共働きの子育て世代の住まいとして最近、首都圏を中心に「子育て支援マンション」が注目を浴びている。子育てしやすい施設、設備、サービスなどが充実したマンションを、制度によって自治体が認定したものだ。

首都圏や政令市などで広がる「子育て支援マンション」

先駆けとなったのは東京都墨田区の「すみだ子育て支援マンション認定制度」(「すみだ良質な集合住宅認定制度」に移行済)。最近では東京都、埼玉県のほか、横浜市、川崎市、大阪市、神戸市などの政令指定都市や、東京都世田谷区、千葉県流山市、愛知県一宮市などが認定制度を設けている。

墨田区の認定制度には、「子育て型」と「防災型」があり、うち「子育て型」として認定を受けているマンションは2018年8月現在で4棟だ。
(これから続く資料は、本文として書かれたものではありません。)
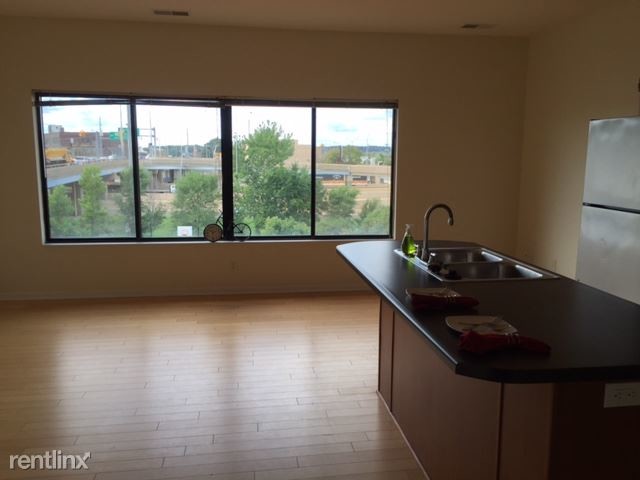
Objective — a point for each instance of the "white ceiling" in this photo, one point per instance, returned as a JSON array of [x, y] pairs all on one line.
[[510, 17]]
東京都の認定制度でも、新築集合住宅が6棟、既存集合住宅が7棟と数が多いとはいえず、希少性の高い魅力あるマンションと言っていいだろう。

どんな条件をクリアした物件が認められるのか

認定の基準は自治体によって異なる。たとえば東京都の「東京都子育て支援住宅認定制度」では、住戸の専有面積が50平方メートル以上、周辺に子育て広場、保育所などの施設が充実していること、段差解消、転落防止、シックハウス対策ほか複数の条件を満たす必要がある。さらに室内のドアに指挟み込みの防止策、玄関にベビーカー置き場の確保などの細かい条件を指定している。
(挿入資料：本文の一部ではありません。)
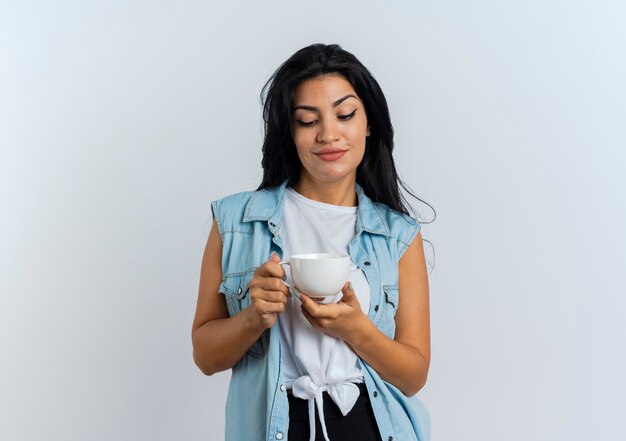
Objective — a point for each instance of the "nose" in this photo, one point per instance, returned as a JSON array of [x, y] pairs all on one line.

分譲会社は認定制度にしたがって設計し、事前に審査を受けて設計認定書の交付を受けて着工、竣工時にも完了検査を受けなければならない。入居が始まってからも1年ごとに管理・運営状況の報告が義務づけられている。かなり面倒な手続きだが、それでも認定を受けるだけのメリットがある。

認定を受けると、自治体が作成している認定マークを広告などに利用でき、競合物件との差別化を図ることができる。市区町村から整備費用の一部の補助を受けられる可能性があるほか、総合設計制度などによって容積率の緩和を受けることができるメリットもある。

値段は一般のマンションと変わらない?

共用部分、専有部分それぞれに細かな規定があり、それらの実現がコストアップ要因となりそうなものだが、企業努力によって一般のマンションとさほど変わらない価格設定を行うことが多いようだ。認定取得をアピールしてPR効果を高めようという狙いもあるだろう。

認定制度のある自治体のWebサイトには物件名が掲載されているので、中古マンションとして売り物件がないか確認できる。空きがなければ認定制度のある自治体にターゲットを絞って新築が出るのを待つのがいいだろう。

「子育て支援」がマンション選びの新基準の一つになる

共働き世帯の増加と職住近接志向の高まりによって、今後も子育て支援マンションは増えていくはずだ。共働きの子育て世帯だけでなく、これから出産・育児を予定している世代も、「子育て支援」が住居の新しい選択基準になるだろう。